I think the 33 Phase 3 was the first AR to have galvanised panels. Only the main floor and chassis ones (the most rust-prone panel is the back panel
and that is not galvanised).
The 155 had more galvanising in more areas but still some bits are not galvanised. I don't think any car is completely galvanised as that'd be rather pointless (some panels never get attacked by salt/damp).
There have been major improvements in the quality of steel that last 40 years, that Chandler seems to be unaware of. Increased carbon-content makes steel far more oxidation resistant. Also paints, coatings and mastic sealing compunds are all more durable than in the stone age (presumably the last time Chandler updated his opinions).
Construction techniques have also moved on.. less hollow cavities and those that exist are filled with a foam material, to keep moisture out, etc.

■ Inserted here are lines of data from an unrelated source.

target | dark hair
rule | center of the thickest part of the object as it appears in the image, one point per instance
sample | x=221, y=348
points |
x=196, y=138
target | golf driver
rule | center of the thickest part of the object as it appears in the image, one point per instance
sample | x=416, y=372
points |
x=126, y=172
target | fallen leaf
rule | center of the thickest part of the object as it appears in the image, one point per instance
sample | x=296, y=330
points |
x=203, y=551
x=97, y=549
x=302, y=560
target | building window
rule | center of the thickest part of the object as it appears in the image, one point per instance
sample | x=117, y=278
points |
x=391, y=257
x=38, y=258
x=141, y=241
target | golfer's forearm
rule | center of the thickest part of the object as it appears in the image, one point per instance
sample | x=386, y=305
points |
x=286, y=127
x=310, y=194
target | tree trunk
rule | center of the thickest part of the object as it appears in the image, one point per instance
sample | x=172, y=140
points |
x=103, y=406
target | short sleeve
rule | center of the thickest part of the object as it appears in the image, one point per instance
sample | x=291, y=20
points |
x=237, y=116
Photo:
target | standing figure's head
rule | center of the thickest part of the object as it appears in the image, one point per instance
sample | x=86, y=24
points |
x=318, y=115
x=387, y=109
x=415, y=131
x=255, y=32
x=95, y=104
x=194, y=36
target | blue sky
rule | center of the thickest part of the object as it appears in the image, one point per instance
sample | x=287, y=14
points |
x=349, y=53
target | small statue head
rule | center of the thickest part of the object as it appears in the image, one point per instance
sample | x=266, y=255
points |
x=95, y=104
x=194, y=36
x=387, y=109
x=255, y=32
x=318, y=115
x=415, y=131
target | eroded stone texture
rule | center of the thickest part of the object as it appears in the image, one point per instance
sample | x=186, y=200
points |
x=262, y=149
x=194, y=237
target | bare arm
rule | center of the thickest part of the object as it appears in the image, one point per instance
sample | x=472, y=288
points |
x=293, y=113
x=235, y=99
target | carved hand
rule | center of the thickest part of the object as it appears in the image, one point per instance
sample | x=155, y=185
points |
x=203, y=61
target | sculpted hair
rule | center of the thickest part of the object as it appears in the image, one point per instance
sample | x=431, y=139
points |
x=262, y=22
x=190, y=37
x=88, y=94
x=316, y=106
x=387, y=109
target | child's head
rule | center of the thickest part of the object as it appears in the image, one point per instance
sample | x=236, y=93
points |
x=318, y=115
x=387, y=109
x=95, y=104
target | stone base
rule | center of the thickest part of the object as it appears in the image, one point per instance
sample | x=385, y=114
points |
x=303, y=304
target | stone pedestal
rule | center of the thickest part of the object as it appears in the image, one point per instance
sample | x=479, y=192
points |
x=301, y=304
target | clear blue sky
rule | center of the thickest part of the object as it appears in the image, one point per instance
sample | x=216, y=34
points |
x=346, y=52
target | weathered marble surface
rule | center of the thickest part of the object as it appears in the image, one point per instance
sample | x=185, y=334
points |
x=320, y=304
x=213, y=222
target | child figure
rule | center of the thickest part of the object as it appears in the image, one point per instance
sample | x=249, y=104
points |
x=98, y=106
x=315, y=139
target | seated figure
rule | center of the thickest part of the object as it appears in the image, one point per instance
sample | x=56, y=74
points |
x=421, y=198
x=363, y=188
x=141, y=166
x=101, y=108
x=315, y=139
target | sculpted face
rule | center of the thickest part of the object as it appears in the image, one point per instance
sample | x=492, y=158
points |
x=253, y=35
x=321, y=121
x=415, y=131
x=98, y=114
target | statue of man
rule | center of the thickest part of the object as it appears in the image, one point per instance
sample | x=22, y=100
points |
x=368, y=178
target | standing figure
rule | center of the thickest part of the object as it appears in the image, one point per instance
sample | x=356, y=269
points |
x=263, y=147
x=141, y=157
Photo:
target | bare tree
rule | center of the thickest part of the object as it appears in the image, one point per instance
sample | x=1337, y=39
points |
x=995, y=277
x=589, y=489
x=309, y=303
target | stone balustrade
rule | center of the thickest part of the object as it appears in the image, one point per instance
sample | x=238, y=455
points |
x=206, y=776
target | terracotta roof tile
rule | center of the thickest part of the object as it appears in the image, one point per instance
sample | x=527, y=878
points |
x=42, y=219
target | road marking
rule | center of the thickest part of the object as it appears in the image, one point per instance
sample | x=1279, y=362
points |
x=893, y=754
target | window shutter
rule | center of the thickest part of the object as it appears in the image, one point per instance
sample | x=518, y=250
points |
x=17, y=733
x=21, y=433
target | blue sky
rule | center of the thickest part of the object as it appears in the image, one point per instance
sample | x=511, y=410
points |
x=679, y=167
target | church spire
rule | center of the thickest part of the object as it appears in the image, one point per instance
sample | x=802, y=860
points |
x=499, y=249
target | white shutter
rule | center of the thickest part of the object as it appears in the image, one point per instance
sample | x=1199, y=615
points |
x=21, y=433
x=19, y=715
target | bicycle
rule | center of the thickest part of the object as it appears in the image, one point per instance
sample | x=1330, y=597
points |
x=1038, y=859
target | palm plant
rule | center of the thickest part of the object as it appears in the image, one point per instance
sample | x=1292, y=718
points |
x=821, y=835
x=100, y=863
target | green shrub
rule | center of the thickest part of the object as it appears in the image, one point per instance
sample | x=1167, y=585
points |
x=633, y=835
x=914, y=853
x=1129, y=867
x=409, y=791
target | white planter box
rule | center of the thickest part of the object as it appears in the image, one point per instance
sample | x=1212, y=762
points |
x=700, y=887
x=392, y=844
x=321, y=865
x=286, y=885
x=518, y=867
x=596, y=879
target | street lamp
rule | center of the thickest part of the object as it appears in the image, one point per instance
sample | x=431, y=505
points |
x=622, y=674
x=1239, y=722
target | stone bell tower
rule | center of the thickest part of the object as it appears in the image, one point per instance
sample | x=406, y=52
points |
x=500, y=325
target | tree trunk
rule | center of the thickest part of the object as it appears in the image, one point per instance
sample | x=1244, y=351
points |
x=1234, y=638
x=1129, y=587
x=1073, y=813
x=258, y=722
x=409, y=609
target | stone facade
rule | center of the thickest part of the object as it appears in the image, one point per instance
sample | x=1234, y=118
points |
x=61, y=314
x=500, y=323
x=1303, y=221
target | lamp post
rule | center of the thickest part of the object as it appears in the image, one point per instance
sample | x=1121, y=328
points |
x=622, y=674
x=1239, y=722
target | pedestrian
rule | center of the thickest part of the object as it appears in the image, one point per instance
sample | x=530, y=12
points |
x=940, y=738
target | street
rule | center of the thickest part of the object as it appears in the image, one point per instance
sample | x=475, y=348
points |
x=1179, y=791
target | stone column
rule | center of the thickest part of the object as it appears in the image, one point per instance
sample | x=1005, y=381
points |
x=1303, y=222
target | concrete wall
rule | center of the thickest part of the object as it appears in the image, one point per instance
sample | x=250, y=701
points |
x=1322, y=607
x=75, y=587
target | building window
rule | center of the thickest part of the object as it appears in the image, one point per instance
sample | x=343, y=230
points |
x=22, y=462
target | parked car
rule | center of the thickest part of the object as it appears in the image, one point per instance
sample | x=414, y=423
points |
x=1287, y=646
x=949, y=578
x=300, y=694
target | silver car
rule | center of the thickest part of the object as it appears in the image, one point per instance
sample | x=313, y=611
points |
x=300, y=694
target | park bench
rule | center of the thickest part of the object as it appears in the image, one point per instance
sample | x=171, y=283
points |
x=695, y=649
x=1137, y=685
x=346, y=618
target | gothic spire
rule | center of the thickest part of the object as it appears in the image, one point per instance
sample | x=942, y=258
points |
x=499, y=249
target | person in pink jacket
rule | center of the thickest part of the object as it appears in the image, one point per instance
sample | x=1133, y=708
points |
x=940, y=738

The "rusty Italian car" saga came about due to the use of cheap imported steel from Russia, that was part of a deal between Fiat and the Soviet government that saw the transplant of Fiat 124/5 production to Russia - i.e. Lada Model No. 1, 2 (a 124 estate) and 4 and 5. Best of the lot is the 1.5 TC Model No. 6,
universally beloved of Moscow taxi-drivers, but I'm digressing...
The Russian steel was not as oxidation resistant as German steel, due to how it was processed. The problems particularly affected Fiat and Lancia cars made in the early to mid '70's.
By the time of the Uno and Tipo (early 80's) the problems had been resolved and the two brands were no more or less rusty than anything else on the market.
In fact the Tipo was the first mainstream manufacturer car to offer extensive galvanising in a vain attempt to knock the "rusty Fiat" legacy on the head once and for all. Didn't work, as Neaderthal man is alive and well, and living in Chandler's house... but how many rusty Tipo's do you see? Check out eBay for them.. beat up and abused.. but not rusty.
Alfa never used Russian steel and so any rust problems are mainly due to "poor" (by modern standards) construction methods and finish. Alfa's rust problems were pretty much par for the course for the 70's and even 80's. Certainly they were no worse than British, French or Japanese manufactured cars.
Dunno what he considers a paragon of rust-proof from the period... Hillman Avenger? Austin Princess? Ford Cortina? Talbot Horizon? Renault 5? Datsun 120? Even Jag E-Types are "rust-buckets" by what we're used to now.
Back then it was reckoned that 3 years was the period that it took for a new car to rust (note the due date of your car's first MOT) and life-expectancy was just 6 years.
Chandler and his ilk might make glib comments about Italian cars (dunno why he bothers to drive one, to be honest) but he's just showing himself up to be not only a bigot, but an ignorant one at that.